Our big news is we bit the bullet and made reservations for China! End of June. Now all we have to do is get our visas, rob a bank to pay for the tickets and then learn Chinese before June. Not impossible. This time we will approach travel a little differently and do a modicum of research about what to do there before we go. Luckily, Annie is doing a little for us, and John and Marilyn are also heading to China at the end of the month, to advance and scout out for us.
This month, I have been attending a retirement course, which means getting up every day and commuting down to Northern Virginia for the day. I miss retirement. But, apparently I wasn't doing the whole retirement thing right, so I had to go back to school to learn how to retire. Not exactly, but the previous times they offered the course, I backed out and this was my last chance. It has mostly been helpful and both opened up prospects and narrowed my focus a little. Speaking of focus, I learned that the University of Massachusetts has made a big mistake and accepted me as a graduate student in their Public History Program.
And, we learned that Sean was accepted into Rutgers Law School, the first of the schools he heard from. Congratulations!

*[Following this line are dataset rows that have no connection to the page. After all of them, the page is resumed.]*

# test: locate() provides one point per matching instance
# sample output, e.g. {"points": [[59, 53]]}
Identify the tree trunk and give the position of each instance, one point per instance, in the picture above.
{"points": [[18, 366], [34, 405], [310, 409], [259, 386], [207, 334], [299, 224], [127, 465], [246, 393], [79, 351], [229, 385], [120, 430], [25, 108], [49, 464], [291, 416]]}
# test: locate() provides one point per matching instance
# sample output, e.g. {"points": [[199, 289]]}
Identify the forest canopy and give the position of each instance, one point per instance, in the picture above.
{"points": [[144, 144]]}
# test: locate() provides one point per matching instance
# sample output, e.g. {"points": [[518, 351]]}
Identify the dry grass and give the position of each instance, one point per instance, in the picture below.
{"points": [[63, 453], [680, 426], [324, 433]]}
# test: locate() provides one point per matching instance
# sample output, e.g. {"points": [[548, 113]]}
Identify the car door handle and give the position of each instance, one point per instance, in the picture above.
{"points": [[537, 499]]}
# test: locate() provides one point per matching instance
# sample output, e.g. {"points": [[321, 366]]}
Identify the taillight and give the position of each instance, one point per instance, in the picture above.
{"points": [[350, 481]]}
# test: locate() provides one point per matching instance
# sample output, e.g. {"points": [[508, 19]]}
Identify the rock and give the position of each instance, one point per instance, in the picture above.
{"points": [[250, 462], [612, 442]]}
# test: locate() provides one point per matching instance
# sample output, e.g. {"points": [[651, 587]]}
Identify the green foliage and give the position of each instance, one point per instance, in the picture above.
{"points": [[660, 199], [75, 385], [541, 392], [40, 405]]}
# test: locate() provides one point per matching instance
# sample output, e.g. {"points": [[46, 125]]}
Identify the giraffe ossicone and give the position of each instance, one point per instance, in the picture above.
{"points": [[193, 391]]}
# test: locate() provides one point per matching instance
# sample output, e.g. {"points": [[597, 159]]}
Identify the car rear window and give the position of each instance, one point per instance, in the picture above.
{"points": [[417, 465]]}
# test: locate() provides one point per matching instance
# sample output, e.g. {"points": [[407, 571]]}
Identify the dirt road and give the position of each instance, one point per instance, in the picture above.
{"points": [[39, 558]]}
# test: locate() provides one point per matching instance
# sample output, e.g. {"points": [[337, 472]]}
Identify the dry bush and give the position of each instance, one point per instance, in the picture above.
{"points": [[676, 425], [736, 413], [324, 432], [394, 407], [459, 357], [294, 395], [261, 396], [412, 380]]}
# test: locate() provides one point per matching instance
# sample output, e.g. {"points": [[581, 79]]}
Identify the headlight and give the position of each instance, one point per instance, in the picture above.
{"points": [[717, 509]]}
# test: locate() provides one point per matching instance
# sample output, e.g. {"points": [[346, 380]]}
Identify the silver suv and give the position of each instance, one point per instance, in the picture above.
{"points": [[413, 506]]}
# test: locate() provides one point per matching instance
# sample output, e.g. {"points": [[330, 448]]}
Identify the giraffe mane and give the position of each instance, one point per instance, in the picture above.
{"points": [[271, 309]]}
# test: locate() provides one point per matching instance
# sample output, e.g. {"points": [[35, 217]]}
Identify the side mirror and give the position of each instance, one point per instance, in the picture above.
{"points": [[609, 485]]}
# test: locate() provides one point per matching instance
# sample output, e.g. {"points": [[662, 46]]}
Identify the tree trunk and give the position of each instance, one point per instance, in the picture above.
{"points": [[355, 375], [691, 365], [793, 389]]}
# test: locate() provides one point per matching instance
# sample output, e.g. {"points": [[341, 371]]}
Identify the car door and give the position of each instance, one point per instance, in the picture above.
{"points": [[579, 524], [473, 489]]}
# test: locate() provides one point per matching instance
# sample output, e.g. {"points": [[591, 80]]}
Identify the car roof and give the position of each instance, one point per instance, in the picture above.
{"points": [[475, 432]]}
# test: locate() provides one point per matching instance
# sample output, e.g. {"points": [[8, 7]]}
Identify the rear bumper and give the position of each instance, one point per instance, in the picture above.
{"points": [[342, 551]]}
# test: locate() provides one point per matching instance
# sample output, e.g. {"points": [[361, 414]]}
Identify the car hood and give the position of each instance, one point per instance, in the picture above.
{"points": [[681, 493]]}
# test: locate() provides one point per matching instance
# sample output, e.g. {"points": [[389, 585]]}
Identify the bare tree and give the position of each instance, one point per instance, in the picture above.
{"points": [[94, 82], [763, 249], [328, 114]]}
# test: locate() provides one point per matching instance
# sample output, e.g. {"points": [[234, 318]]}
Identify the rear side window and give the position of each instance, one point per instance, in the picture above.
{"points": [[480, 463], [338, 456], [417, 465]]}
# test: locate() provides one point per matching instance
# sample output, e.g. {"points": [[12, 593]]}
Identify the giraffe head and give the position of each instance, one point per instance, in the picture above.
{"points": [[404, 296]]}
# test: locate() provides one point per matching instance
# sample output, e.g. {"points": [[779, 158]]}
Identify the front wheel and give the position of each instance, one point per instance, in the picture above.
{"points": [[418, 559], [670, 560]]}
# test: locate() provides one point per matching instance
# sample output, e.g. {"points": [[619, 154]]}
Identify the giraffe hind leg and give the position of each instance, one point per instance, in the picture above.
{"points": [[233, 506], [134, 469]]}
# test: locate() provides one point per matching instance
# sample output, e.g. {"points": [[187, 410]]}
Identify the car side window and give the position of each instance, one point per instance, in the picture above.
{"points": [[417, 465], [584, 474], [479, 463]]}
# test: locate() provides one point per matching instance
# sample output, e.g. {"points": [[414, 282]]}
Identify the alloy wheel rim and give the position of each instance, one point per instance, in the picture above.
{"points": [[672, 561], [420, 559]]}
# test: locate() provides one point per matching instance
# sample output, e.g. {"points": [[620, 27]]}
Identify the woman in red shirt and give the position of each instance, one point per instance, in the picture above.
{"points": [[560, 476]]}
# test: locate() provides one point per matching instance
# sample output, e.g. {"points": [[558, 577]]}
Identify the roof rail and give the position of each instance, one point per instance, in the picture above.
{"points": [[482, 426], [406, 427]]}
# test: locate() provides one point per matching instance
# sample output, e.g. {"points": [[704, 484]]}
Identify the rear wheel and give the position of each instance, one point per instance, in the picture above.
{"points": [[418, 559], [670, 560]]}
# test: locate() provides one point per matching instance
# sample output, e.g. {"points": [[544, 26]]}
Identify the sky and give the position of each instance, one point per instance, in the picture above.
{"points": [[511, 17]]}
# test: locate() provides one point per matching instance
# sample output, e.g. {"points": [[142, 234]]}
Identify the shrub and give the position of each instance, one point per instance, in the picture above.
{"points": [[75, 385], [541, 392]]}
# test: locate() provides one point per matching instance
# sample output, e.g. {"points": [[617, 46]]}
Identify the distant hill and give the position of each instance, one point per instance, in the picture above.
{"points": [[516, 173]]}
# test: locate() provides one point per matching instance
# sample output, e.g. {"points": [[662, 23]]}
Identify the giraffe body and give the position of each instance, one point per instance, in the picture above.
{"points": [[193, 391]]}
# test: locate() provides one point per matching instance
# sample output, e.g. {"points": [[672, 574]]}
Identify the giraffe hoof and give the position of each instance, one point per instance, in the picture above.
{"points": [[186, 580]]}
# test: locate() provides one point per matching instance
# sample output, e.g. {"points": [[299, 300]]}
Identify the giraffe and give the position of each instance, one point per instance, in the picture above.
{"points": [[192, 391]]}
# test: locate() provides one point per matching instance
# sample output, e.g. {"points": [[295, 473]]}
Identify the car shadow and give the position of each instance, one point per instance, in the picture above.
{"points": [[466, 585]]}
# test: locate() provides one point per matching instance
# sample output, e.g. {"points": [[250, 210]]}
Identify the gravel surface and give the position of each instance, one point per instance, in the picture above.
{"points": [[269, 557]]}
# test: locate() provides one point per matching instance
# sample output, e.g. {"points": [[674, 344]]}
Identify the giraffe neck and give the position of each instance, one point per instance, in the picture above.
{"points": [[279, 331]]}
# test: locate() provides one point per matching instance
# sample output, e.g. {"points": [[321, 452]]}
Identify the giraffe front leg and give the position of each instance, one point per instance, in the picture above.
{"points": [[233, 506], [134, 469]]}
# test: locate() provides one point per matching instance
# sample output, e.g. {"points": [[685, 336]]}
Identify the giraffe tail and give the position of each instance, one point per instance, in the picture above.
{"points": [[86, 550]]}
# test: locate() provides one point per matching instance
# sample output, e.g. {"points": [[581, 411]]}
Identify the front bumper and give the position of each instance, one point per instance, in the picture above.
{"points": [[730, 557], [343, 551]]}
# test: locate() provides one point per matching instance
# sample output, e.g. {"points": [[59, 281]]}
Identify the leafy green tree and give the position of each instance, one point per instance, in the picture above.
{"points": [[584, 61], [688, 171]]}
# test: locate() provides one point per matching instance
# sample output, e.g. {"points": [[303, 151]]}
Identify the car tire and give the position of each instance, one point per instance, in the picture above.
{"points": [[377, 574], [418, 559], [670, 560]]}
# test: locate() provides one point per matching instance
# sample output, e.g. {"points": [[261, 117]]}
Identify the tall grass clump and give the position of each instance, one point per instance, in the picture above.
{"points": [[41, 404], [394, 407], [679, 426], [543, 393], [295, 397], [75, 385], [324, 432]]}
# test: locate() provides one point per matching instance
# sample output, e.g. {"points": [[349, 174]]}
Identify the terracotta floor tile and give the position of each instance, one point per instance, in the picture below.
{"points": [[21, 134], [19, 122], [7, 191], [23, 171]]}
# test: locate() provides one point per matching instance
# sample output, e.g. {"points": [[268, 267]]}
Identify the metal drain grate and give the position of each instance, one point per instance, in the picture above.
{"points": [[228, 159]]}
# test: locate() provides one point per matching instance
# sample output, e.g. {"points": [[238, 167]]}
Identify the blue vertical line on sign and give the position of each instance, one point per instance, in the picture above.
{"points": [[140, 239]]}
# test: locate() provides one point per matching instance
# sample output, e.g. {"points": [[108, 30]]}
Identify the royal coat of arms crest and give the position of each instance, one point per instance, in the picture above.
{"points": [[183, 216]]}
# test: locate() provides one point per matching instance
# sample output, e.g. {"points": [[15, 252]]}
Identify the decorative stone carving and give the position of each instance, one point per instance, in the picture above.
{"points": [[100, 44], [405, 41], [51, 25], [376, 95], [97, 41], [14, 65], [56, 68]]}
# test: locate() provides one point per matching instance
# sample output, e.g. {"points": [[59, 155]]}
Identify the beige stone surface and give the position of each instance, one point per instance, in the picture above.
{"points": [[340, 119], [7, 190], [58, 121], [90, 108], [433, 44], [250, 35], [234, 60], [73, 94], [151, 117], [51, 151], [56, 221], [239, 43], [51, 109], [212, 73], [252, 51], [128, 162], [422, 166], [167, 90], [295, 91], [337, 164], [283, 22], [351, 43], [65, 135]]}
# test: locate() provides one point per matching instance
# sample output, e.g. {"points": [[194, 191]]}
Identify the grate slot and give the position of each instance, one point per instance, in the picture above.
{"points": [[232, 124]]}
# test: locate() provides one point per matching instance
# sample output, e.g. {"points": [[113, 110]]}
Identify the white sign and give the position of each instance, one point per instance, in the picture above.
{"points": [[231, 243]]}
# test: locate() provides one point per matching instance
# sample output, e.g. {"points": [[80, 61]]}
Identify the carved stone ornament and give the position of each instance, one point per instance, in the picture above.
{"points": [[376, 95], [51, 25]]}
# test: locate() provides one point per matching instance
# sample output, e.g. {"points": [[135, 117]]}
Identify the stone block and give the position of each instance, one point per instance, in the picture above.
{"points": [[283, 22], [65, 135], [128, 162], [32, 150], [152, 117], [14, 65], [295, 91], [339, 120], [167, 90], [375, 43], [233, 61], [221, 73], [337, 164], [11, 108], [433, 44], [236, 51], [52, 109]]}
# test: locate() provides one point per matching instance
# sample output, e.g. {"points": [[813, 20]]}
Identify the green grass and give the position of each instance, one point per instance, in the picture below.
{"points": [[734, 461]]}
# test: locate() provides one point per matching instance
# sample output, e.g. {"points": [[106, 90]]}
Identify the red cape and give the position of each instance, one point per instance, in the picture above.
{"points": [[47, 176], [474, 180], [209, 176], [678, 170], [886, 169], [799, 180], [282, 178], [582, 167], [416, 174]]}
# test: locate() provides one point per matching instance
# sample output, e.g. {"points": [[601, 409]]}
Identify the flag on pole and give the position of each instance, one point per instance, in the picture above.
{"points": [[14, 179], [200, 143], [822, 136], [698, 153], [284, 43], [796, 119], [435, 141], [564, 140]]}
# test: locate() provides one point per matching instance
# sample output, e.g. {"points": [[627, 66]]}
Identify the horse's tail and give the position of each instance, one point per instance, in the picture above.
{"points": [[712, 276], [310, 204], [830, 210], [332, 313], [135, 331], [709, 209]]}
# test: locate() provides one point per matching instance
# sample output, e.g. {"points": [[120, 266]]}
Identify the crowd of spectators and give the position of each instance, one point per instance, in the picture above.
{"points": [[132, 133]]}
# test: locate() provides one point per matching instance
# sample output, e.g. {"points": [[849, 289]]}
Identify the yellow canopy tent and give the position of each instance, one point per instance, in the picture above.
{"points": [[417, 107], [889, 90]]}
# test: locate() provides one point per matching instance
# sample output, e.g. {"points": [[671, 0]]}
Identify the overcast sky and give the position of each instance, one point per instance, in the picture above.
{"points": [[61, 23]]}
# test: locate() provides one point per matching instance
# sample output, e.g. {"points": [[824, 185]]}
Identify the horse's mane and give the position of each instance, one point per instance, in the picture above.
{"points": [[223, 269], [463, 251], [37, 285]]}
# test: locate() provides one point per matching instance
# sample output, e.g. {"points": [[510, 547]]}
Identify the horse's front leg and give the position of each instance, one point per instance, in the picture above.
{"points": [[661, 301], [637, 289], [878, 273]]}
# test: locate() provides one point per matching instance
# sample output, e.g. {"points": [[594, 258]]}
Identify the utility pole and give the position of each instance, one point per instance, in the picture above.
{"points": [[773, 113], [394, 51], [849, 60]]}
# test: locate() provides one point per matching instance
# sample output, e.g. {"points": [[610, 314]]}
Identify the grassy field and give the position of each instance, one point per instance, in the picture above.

Margaret called last night from New Orleans where she is taking care of a group of Iraqi university English teachers, who are here attending the TESOL convention (teaching English to speakers of other languages.) She loves New Orleans, but worries that it is too risque for this group of Muslims. She comes home next Friday.
Earlier in the week, we met up with Joe and his friend Tamara for a book signing by David Brooks, the NYT columnist who has written a book about emotional intelligence called the Social Animal. It was at a famous lefty bookstore called Politics and Prose, and Brooks, a moderate conservative, admitted he was in the wrong crowd, saying he knew people came not so much "to hear him speak, but to listen to themselves." He was funnier and more insightful than he usually is in his columns and on the News Hour, and was well-receSpring ived.
Spring also means the end of hibernating, meaning we have even been a little social. We hosted a couple of Canadian Embassy colleagues who were on their way back after spending a month in Florida. And we've had dinners with friends from Peru and Arlington, Charlie came up from NC, and this week a colleague from Mexico is staying with us.
We haven't seen the Pittsfield house since early March, but understand they have put up the sheetrock inside. I'll drive up this weekend to check it out (and write checks) and maybe even paint a little, if I don't break my leg on my second day of skiing!
Well, that's all for now. Hope you all are well. Love from down here.